When someone has an initial brush with death, the traditions of death and burial may seem foreign and confusing. Even more perplexing may be the visitation, which is the viewing of the body that is typically held before the cremation itself or alternatively done with just the ashes present. During a traditional visitation, the closest friends and family members often stay by or near the casket while loved ones come and view the deceased person's body one last time. Visitors also comfort the family. Here are some of the dos and don'ts of etiquette when you're attending a visitation prior to the cremation service.
Do Consider and Follow Instructions in the Public Death Notice
In the aftermath of a death, the family typically posts a public death notice in the local paper and news website. Oftentimes a more length obituary will be published. Be sure to read the notice and look for information within the piece on the visitation. It will often state the date, time, and location of the visitation. If the specific location isn't stated but a funeral home is given within the piece, it's a safe bet that the visitation will be there, but you can call the funeral home to confirm this.
Read this carefully for clues on what the family prefers for the visitation. For example, they may request a donation instead of flowers. It would be rude to ignore he family's request and do what you want instead. This time should be about easing the family's pain by following their requests for honoring their loved one's memory.
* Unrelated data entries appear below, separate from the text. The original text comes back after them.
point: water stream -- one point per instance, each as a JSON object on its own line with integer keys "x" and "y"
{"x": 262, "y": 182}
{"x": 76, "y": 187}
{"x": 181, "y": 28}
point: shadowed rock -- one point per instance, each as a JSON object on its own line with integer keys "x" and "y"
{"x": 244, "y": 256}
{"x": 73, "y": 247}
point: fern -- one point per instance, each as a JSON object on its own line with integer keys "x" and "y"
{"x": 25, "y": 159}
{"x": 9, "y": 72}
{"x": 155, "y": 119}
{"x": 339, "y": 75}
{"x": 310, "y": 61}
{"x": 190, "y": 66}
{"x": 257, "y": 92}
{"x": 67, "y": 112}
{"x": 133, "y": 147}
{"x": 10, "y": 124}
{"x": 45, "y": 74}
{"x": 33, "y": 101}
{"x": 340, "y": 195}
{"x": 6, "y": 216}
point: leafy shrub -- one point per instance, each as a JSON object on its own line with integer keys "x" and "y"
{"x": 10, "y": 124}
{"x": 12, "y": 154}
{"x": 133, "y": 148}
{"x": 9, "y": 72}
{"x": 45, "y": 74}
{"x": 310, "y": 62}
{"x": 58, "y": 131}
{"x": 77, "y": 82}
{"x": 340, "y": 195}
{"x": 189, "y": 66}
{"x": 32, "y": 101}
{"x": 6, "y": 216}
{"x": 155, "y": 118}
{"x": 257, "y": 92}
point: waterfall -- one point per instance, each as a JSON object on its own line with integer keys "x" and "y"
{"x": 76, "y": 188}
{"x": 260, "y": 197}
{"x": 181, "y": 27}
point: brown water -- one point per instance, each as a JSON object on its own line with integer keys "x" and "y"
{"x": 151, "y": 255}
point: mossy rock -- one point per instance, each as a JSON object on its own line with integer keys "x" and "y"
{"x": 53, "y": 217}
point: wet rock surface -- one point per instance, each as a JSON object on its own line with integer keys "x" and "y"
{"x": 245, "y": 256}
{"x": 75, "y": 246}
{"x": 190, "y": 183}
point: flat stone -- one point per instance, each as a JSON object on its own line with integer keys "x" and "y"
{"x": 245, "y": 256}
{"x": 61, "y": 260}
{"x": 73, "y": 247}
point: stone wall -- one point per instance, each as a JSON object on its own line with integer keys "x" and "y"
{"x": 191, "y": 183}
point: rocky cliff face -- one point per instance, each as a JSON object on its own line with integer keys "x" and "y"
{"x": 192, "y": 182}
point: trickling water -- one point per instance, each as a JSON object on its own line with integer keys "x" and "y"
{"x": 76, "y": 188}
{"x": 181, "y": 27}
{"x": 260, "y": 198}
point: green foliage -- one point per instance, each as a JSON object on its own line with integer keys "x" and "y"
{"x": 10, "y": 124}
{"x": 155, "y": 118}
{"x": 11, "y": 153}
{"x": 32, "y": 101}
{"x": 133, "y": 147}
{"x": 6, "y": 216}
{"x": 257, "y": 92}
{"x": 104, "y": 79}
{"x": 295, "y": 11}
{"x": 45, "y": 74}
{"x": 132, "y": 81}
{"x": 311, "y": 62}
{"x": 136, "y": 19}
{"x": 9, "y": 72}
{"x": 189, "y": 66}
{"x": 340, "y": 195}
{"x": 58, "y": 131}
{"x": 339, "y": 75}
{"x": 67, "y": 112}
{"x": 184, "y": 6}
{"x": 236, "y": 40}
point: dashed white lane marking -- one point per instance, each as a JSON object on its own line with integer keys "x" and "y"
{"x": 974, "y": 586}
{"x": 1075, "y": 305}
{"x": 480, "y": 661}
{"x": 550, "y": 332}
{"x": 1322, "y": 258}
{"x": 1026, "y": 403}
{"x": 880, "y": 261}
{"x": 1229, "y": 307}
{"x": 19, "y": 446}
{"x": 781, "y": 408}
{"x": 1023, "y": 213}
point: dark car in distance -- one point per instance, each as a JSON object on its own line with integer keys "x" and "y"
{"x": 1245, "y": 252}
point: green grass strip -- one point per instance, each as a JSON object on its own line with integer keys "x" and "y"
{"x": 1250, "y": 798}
Don't Bring Friends to the Visitation
Although you may want to bring someone along to the visitation, especially if you have plans directly after a brief visit to see the family, resist the temptation to bring along a stranger. The last thing that the family of the deceased will want to do is meet new people at the visitation. Sometimes the visitation can be more painful for the family than the cremation service itself.
The visitation presents them with an extended amount of time to sit in the immediate presence of their loved one's dead body, which can be traumatic, especially for younger people. Try not to introduce added stress by bringing a stranger or guest to the viewing. It's not a party, and it's not intended to be a social gathering beyond sharing remembrances and condolences.
Do Wear Dark, Traditional Clothes
You are not required to wear black to a visitation, but you shouldn't come in brightly colored attired, either. Think brown, black, gray, navy blue, or other dark color. The style of clothing should be simple and traditional. Skip any sort of flirty dress or shorts. Dressing simply makes sure that you don't distract from the visitation and shows your respect for both the deceased person and the mourners.
Finally, minding your manners at a visitation before the cremation service isn't always as straightforward as it may seem at first. However, keep in mind that the first rule of thumb is to treat the mourners as you would like to be treated in that situation. When you remember that and follow these do's and don'ts, you are sure to be an appreciated presence at the visitation as well as the subsequent cremation service.